Correctness vs. Truth

mhosobuchi
BCS Educator Voices
2 min readJan 29, 2016

Last week I started a new unit on density with my 6th grade science class and began that day’s lesson with the usual hook of showing a demonstration lab. I asked the students to predict what would happen when I dropped two items, a candle and a steel washer, in a beaker of water. Students worked hard and very quietly for about a minute, and then the questions started coming. “Is the water room temperature?” Is the wax soluble in water?” “Will you leave the washers in long enough to form rust?” Students wanted to make sure that their prediction was specific, detailed, and correct.

I stopped the class. How, as a previous practicing scientist could I instill in these students the idea that a hypothesis is a tool, not a judgment or an answer? In science, we use hypotheses to frame thinking about a problem and create a structure for an experiment, but frequently, as predictions, they fail. How could I help students see that there is much to be learned in the face of this type of “failure?” To not be invested personally in a concept or claim that must change as new data is obtained?

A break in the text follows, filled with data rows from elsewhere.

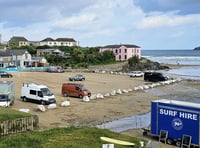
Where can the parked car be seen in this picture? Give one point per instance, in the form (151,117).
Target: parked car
(136,74)
(4,74)
(154,77)
(74,89)
(78,77)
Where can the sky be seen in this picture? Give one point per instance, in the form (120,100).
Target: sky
(150,24)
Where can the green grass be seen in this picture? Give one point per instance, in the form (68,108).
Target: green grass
(10,114)
(72,137)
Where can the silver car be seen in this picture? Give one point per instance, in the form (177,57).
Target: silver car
(78,77)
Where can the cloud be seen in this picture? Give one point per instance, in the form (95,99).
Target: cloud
(97,22)
(165,20)
(184,7)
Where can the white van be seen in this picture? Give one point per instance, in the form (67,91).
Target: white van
(7,93)
(37,93)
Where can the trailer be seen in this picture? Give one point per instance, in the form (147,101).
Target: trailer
(176,122)
(7,93)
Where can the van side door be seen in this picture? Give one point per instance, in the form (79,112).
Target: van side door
(32,94)
(77,91)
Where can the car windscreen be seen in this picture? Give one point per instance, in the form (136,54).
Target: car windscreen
(46,92)
(83,88)
(3,97)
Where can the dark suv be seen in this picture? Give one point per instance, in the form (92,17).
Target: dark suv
(4,74)
(154,77)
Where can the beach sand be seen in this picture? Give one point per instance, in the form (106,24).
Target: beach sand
(95,111)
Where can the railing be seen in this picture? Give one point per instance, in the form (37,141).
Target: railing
(18,125)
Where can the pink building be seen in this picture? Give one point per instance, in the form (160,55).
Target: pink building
(123,52)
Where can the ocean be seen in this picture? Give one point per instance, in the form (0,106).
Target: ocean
(189,59)
(190,69)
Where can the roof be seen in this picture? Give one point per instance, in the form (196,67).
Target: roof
(118,46)
(19,38)
(47,39)
(13,52)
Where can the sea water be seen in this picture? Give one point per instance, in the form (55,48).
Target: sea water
(189,60)
(191,70)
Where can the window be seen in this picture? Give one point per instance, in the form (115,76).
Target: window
(32,92)
(125,57)
(77,88)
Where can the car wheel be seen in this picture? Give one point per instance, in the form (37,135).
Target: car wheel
(43,102)
(24,99)
(169,141)
(65,94)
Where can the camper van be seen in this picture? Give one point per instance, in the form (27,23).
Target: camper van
(75,89)
(37,93)
(7,93)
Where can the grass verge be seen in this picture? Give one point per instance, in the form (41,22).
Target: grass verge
(71,137)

In the end, we had a great discussion about having an investment in being right vs. an investment in finding the truth. In a way, being invested in “correctness” looks backwards at knowledge produced by others. It’s much easier to memorize the “facts,” process and interpret them, and come up with what is perceived as an “answer.” Far more difficult is the mind shift required to look at old knowledge as a ladder to finding a completely novel truth, which then may subsequently require adjusting our old knowledge.

Although our experiment with the candle and the beaker of water will not bring earth shattering or life saving discoveries, if I can help students be comfortable with the idea that finding new truths may mean discarding previous ideas in the face of new evidence, then I will have moved them one step further in their development as scientists.